RE: help finding radical/stroke index at unicode.org

From: Marco Cimarosti (marco.cimarosti@essetre.it)
Date: Thu Apr 15 2004 - 11:59:09 EDT

  • Next message: Patrick Andries: "Re: U+0140"

    Gary P. Grosso wrote:
    > Judging by what we saw in the back of the Unicode 2.0 book,
    > we would tend to say that it is correct that (in an index)
    > 21333 (0x5355) is sorting under 21313 (0x5341) instead of
    > 20843 (0x516b). I am looking for some table of radicals
    > that I can show our customer to help support that claim.
    >
    > Perhaps I should start by asking for opinions on the above
    > sorting, and for guidelines on how best to govern such
    > decisions, [...]

    As Ken Whistler said, you don't necessarily have to make such a decision.

    The usual policy in a dictionary-like radical/stroke index is to put
    ambiguous characters under *multiple* radicals, so that they are easily
    found whatever the reader's assumption. A computer radical/stroke search
    utility is supposed to be at least as user friendly as old paper indices.

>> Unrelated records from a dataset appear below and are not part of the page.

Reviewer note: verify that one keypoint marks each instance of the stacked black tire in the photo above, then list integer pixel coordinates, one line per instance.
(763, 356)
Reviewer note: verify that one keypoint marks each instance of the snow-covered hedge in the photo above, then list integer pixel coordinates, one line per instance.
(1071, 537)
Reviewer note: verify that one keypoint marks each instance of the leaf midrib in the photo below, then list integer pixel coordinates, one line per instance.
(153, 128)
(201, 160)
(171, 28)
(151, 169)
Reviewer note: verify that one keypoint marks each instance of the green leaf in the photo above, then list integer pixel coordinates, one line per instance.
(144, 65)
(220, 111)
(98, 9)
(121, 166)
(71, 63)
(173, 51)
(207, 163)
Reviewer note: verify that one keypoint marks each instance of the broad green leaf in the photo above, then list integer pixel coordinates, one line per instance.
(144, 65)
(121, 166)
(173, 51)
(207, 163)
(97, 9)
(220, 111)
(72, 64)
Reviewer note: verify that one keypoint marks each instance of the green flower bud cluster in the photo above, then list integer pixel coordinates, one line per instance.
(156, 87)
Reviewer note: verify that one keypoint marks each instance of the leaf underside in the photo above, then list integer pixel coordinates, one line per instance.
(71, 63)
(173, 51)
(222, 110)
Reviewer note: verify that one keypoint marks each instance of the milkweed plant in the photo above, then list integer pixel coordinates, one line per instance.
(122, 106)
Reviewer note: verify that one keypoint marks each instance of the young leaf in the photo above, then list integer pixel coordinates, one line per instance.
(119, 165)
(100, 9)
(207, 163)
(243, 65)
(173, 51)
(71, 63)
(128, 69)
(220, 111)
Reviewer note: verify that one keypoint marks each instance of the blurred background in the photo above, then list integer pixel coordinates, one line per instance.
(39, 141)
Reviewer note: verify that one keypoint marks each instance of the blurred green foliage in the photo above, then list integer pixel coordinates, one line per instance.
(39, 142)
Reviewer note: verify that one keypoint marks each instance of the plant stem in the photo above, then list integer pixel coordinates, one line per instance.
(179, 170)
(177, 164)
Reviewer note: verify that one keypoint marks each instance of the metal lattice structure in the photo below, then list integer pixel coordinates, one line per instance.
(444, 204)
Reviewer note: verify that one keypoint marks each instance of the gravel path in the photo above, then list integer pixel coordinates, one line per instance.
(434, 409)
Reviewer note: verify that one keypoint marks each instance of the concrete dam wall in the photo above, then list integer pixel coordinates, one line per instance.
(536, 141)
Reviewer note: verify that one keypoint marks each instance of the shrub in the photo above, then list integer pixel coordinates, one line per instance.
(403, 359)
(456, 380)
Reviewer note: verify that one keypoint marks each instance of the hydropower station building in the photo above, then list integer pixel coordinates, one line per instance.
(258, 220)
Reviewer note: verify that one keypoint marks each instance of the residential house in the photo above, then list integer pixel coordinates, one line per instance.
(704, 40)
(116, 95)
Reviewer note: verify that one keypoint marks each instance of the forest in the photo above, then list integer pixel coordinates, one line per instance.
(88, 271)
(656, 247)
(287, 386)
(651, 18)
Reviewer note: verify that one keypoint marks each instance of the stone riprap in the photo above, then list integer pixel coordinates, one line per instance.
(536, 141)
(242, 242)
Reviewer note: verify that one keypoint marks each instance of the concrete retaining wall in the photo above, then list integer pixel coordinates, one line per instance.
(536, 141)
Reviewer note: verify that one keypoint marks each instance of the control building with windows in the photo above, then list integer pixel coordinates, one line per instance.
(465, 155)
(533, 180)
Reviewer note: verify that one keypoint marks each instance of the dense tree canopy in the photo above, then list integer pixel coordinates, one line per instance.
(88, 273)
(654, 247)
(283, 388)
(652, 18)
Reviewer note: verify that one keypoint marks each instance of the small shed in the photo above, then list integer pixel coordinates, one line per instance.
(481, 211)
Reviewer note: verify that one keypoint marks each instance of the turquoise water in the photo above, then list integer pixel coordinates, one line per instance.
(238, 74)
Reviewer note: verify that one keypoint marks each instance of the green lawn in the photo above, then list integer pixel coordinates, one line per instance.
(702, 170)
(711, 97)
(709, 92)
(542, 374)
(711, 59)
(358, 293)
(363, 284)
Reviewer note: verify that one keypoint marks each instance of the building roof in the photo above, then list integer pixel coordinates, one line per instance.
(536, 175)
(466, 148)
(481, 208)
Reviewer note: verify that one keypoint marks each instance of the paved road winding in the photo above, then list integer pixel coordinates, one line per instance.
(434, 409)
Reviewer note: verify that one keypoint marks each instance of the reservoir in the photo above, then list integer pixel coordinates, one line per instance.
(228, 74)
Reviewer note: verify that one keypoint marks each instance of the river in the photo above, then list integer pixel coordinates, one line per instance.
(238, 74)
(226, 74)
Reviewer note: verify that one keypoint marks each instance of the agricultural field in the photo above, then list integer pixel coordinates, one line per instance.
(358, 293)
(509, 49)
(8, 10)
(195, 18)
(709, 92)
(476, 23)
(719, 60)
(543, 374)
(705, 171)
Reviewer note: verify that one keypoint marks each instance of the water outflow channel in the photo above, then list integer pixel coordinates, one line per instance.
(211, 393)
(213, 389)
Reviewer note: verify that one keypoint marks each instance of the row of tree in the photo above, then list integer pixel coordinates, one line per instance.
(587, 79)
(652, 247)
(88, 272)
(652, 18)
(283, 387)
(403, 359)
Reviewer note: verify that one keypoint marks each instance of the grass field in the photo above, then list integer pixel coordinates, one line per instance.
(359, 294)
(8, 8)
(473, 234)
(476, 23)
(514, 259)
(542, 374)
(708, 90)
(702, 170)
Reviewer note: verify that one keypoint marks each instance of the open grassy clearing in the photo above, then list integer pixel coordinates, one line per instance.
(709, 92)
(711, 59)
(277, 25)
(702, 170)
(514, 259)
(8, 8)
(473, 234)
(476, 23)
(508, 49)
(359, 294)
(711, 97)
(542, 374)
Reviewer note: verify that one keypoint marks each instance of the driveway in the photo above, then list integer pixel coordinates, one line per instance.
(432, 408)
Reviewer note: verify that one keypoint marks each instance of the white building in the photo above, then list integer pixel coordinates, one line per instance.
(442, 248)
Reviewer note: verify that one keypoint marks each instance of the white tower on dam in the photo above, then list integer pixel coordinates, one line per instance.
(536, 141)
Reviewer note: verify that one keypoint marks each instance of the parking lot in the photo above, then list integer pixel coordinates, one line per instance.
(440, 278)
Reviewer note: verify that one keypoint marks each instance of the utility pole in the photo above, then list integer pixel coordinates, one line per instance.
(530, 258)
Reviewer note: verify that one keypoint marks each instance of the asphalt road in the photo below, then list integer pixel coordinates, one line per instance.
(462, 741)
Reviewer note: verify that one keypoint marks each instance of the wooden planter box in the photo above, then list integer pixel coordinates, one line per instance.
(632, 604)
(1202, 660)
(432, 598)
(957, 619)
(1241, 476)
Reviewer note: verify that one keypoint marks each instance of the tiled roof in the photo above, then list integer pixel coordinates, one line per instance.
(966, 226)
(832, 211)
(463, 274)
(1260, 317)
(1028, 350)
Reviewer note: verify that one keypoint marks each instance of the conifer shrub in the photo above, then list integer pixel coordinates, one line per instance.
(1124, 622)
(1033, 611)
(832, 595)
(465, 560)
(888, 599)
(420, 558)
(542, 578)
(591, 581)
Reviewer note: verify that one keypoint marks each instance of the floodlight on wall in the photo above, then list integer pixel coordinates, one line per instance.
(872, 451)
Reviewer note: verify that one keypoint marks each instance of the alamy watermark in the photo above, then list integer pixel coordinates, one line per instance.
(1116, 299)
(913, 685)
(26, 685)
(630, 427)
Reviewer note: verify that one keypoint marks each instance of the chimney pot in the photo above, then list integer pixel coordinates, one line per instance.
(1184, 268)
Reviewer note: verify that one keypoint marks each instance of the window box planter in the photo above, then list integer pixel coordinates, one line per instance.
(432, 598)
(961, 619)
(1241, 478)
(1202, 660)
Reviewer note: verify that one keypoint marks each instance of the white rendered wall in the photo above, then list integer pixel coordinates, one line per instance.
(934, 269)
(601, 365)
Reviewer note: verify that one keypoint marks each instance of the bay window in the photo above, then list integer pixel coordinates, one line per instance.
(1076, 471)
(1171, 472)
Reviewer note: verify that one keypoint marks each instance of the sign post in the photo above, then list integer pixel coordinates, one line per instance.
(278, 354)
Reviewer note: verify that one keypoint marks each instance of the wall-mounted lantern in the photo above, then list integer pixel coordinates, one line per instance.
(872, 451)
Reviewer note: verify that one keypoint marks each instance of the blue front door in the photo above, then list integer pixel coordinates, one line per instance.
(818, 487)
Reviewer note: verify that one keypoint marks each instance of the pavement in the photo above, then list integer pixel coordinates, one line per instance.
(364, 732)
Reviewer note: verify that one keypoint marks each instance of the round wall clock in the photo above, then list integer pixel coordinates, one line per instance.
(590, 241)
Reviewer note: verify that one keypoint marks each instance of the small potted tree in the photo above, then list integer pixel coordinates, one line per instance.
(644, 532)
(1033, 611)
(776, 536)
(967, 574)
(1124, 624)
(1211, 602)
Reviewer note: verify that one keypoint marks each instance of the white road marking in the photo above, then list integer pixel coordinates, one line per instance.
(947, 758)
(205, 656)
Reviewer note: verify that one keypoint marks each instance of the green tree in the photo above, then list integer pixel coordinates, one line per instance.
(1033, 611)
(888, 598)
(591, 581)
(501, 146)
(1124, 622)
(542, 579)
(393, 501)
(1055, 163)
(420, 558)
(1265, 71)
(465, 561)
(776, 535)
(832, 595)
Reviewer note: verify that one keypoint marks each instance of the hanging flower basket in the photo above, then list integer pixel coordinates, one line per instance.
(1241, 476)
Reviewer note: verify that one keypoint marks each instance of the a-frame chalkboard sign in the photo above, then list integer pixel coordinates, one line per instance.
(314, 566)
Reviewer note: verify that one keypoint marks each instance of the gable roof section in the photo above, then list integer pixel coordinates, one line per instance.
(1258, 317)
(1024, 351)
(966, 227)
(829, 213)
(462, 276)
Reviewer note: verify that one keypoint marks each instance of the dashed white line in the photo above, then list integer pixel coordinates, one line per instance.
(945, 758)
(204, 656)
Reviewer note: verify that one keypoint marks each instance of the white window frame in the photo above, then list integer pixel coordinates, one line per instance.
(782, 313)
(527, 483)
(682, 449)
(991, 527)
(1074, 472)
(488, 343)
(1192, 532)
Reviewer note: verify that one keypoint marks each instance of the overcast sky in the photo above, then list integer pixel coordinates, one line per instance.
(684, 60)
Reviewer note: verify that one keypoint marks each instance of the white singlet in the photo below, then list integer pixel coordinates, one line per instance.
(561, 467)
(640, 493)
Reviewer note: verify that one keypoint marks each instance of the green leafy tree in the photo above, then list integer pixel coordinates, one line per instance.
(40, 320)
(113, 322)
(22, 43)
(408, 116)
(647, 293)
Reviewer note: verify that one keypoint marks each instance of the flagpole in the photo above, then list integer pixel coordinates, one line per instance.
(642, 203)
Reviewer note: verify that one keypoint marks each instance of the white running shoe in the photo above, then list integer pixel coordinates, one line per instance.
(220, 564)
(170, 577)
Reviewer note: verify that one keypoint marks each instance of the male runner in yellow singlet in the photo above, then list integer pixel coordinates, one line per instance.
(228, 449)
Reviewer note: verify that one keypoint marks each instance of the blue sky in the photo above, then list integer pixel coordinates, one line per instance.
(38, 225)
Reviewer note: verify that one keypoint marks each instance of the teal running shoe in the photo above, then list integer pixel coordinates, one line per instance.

    Please notice that the Unihan.txt database contains most of the raw data you
    need to build such a comprehensive index. The data is contained in these
    fields:

            kRSUnicode
            kRSJapanese
            kRSKanWa
            kRSKangXi
            kRSKorean

    <kRSUnicode> is Unicode's default radical/stroke index (the one which was
    used assign the code point to CJK characters), while the other ones are
    alternate radical/stroke from a variety of sources.

    E.g., for character U+5355 ("单" = "lone"), Unihan.txt contains the following
    <kRS...> entries:

            U+5355 kRSKangXi 12.6
            U+5355 kRSUnicode 24.6

    These entries tell you that while Unicode puts U+5355 under the 24th radical
    (U+2F17 = U+5341 = "十" = "ten"), the Kang Xi Zidian dictionary puts it under
    the 12th radical (U+2F0B = U+516B = "八" = "eight").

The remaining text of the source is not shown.